Minggu, 16 Februari 2014

Thalaq (perceraian)


THALAQ (PERCERAIAN)[1]

            Menikah merupakan sunnah Rasul, untuk menjalani hubungan yang sah antara laki-laki dan perempuan. Pernikahan pada dasarnya harus dibangun diatas kesuakaan dan kecintaan, sehingga rumah tangga menjadi sakinah mawaddah dan penuh dengan rahmah. Namun jika hal tersebut tidak tercapai karena suatu hal, tidak ada ketenangan dan kedamaian dalam rumah tangga maka Islam mengajarkan agar saling menasehati, sehingga rumah tangga menjadi damai. Jika tidak mungkin juga bersatu dan hidup bersama, maka Islam memberikan jalan untuk berpisah dengan cara thalaq (bercerai).
            Suami yang telah menceraikan istrinya kurang dari tiga kali diperbolehkan untuk ruju’ (kembali) kepada istrinya sebelum habis masa iddahnya, tanpa dengan akad yang baru.
            Salah satu dari rukun nikah harus dengan akad ataupun ucapan menikahkan dan menerima nikah, ketika terjadi perceraian juga harus dengan kata-kata, demikian juga dengan ruju’ harus dengan ucapan juga.
Didalam Al-Qur’an Allah menjelaskan tentang perceraian :


Artinya : “ Talak (yang dapat dirujuki) dua kali. setelah itu boleh rujuk lagi dengan cara yang ma'ruf atau menceraikan dengan cara yang baik “ ( Q. S Al-Baqarah 229 ).
 
 
Artinya : “ Hai Nabi, apabila kamu menceraikan isteri-isterimu Maka hendaklah kamu ceraikan mereka pada waktu mereka dapat (menghadapi) iddahnya (yang wajar) “. (Q.S Ath-Thalaq 1).
Dalam Hadits Nabi menjelaskan tentang thalaq :

ليس شيء من الحلال أبغض الى الله من ا الطلا ق ( رواه أبو دواد بأ سنا د صحيح )

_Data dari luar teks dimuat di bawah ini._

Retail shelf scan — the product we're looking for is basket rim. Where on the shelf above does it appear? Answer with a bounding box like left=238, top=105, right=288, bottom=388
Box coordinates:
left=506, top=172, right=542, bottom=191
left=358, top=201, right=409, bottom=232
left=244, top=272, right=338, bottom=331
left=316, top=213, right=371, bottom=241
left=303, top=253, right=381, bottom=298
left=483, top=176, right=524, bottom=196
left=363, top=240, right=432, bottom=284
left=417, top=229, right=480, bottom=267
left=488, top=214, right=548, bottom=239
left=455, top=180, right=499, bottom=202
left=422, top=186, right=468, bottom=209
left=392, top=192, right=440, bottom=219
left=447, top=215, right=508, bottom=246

Artinya : “ tidak ada sesuatau yang halal yang paling dibenci Allah dari thalaq “ ( H.R Abu Dawud dan Hakim ).
Perceraian tidak boleh dibuat main-main. Seorang suami yang menceraikan istrinya kemudian mengatakan bahwa ia hanya main-main atau tidak serius, maka tetap jatuh thalaqnya, karena masalah perceraian tidak boleh dijadikan sebagai senda gurau.
Dalam Hadits Nabi dijelaskan :

ثلا ث جد هن جد, و هز لهن جد : النكاح, و الطلاق , ولر جعة .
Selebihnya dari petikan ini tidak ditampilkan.